Les Éleveurs de volailles du Québec procèdent autrement : l'association travaille sur un programme qui permettrait d'augmenter la production hors quotas. Le groupe n'est donc pas fermé à augmenter la limite, mais les petits producteurs devraient s'engager à respecter un cahier des charges qui encadre leurs élevages. «Notre projet est embryonnaire, concède Pierre-Luc Leblanc, président des Éleveurs de volailles du Québec. Mais on veut répondre à leur demande.»

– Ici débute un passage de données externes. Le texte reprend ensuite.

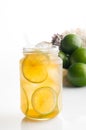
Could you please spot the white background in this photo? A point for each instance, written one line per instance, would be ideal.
(34, 21)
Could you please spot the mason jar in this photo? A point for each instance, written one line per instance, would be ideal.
(41, 83)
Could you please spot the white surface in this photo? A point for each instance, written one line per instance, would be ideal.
(38, 20)
(72, 117)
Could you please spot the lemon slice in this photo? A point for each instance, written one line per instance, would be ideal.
(44, 100)
(24, 101)
(34, 67)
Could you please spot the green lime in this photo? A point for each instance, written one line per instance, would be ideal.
(65, 59)
(79, 55)
(70, 43)
(77, 74)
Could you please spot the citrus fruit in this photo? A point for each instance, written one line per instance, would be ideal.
(34, 67)
(70, 42)
(24, 101)
(44, 100)
(77, 74)
(79, 55)
(65, 59)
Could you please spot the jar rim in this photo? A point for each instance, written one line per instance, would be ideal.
(52, 49)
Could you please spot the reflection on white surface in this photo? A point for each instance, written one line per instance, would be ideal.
(10, 122)
(55, 123)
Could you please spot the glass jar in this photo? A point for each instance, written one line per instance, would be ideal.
(41, 83)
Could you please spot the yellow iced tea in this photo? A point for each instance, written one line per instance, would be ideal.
(41, 84)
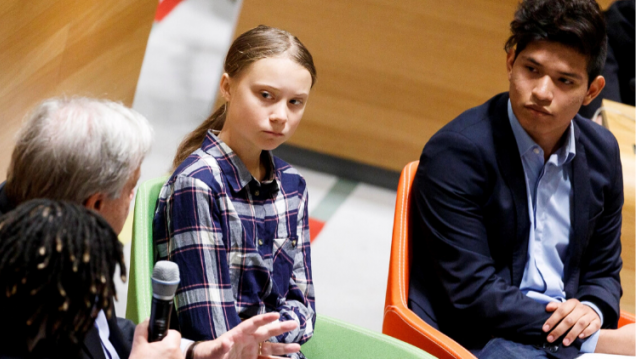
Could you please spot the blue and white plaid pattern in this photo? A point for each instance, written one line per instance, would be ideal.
(242, 246)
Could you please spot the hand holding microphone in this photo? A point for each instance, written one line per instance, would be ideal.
(165, 280)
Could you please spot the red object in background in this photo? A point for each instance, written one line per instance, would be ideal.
(164, 8)
(315, 226)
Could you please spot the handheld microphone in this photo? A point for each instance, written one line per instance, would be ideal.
(165, 279)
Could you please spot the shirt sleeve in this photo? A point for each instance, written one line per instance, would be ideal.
(204, 299)
(299, 304)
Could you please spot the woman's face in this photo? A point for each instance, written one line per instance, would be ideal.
(265, 102)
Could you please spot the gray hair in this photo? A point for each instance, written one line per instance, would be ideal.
(70, 149)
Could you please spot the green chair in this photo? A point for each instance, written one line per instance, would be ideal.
(332, 338)
(336, 339)
(142, 251)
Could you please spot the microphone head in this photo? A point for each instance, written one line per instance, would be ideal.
(165, 280)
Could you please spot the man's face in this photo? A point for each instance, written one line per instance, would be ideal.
(548, 85)
(115, 210)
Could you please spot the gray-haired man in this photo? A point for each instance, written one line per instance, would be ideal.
(89, 152)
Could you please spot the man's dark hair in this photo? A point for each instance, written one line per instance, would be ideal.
(57, 261)
(575, 23)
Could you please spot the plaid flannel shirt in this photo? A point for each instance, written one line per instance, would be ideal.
(242, 247)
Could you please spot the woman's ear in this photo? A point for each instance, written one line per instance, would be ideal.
(224, 86)
(95, 202)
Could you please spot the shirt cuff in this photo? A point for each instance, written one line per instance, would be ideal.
(596, 309)
(589, 344)
(185, 344)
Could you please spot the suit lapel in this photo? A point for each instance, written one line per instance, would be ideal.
(121, 345)
(511, 168)
(93, 345)
(579, 213)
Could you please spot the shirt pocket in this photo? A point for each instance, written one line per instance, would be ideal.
(286, 253)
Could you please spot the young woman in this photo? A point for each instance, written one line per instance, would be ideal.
(233, 216)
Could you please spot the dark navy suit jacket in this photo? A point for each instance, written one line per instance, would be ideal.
(471, 226)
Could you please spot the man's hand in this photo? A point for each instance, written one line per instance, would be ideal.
(168, 348)
(242, 342)
(571, 314)
(621, 341)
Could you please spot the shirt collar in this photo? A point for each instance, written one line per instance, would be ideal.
(237, 175)
(525, 143)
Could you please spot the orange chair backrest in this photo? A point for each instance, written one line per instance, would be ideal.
(399, 321)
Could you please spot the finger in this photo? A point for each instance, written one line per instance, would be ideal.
(251, 325)
(274, 329)
(172, 337)
(552, 306)
(564, 309)
(262, 319)
(279, 348)
(592, 328)
(141, 332)
(566, 324)
(577, 329)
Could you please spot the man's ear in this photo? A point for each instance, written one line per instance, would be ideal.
(95, 202)
(510, 61)
(595, 88)
(224, 86)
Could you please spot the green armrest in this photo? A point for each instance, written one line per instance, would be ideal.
(334, 338)
(142, 251)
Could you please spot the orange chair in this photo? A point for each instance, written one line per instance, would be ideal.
(399, 321)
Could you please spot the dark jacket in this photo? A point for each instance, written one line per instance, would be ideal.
(471, 227)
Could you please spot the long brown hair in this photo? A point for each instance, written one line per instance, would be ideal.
(258, 43)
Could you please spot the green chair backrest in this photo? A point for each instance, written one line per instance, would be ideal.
(142, 251)
(334, 338)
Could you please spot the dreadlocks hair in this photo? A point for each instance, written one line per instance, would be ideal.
(57, 261)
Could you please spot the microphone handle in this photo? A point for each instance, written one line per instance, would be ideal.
(159, 319)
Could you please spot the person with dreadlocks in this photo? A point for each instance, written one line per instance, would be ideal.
(89, 152)
(57, 261)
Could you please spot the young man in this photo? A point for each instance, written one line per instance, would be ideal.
(518, 201)
(89, 152)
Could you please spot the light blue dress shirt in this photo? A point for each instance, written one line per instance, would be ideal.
(549, 191)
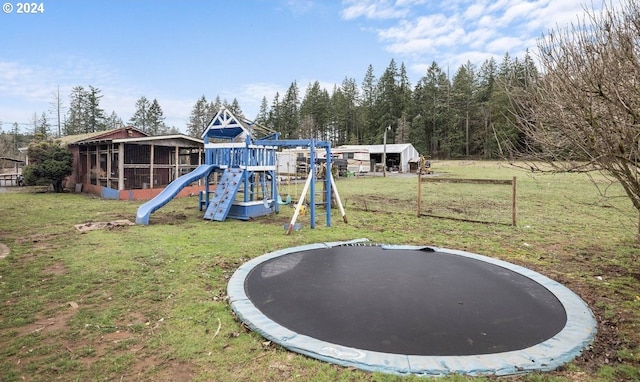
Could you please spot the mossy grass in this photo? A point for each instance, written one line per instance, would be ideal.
(149, 302)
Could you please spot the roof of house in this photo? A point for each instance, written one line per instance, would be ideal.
(98, 136)
(127, 135)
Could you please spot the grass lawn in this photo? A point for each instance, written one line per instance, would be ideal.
(149, 302)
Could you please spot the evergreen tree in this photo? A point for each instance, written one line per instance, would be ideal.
(199, 118)
(43, 128)
(274, 120)
(156, 125)
(405, 106)
(96, 119)
(484, 95)
(387, 104)
(263, 113)
(462, 109)
(76, 115)
(316, 106)
(368, 107)
(430, 127)
(234, 108)
(114, 122)
(348, 111)
(84, 114)
(140, 119)
(290, 113)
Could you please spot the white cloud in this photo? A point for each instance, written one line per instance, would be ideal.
(460, 30)
(376, 9)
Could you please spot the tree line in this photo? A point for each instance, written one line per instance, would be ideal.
(467, 114)
(445, 116)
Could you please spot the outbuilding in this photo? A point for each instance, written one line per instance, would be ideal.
(398, 155)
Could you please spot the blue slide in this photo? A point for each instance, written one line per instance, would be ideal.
(170, 192)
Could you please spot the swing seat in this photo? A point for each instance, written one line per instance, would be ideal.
(286, 201)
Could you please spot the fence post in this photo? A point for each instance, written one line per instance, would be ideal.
(514, 204)
(419, 190)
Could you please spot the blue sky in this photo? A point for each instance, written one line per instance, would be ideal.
(176, 51)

Faire différent dans le moule

Peut-on faire des produits différenciés dans le système agricole actuel? «C'est très possible et plusieurs producteurs en font», répond Serge Lefebvre, qui a 150 000 pondeuses, dont 60 000 en production biologique. Sa ferme à Saint-Ours fait aussi des oeufs d'un beau bleu pastel, oeuvre de 5000 poules d'une race patrimoniale d'origine européenne. La demande augmente: M. Lefebvre va donc doubler le nombre de ses pondeuses d'oeufs bleus, qui font le bonheur des gourmets. Les abonnés des paniers Lufa, ce réseau de distribution de produits locaux et de niche, peuvent en obtenir. Ils sont aussi en vente dans les épiceries Whole Foods du Canada. Preuve, dit l'entrepreneur, que les petits marchés publics et les autres réseaux de distribution de spécialité peuvent très bien s'approvisionner en passant par les fournisseurs traditionnels et les agriculteurs qui possèdent des quotas.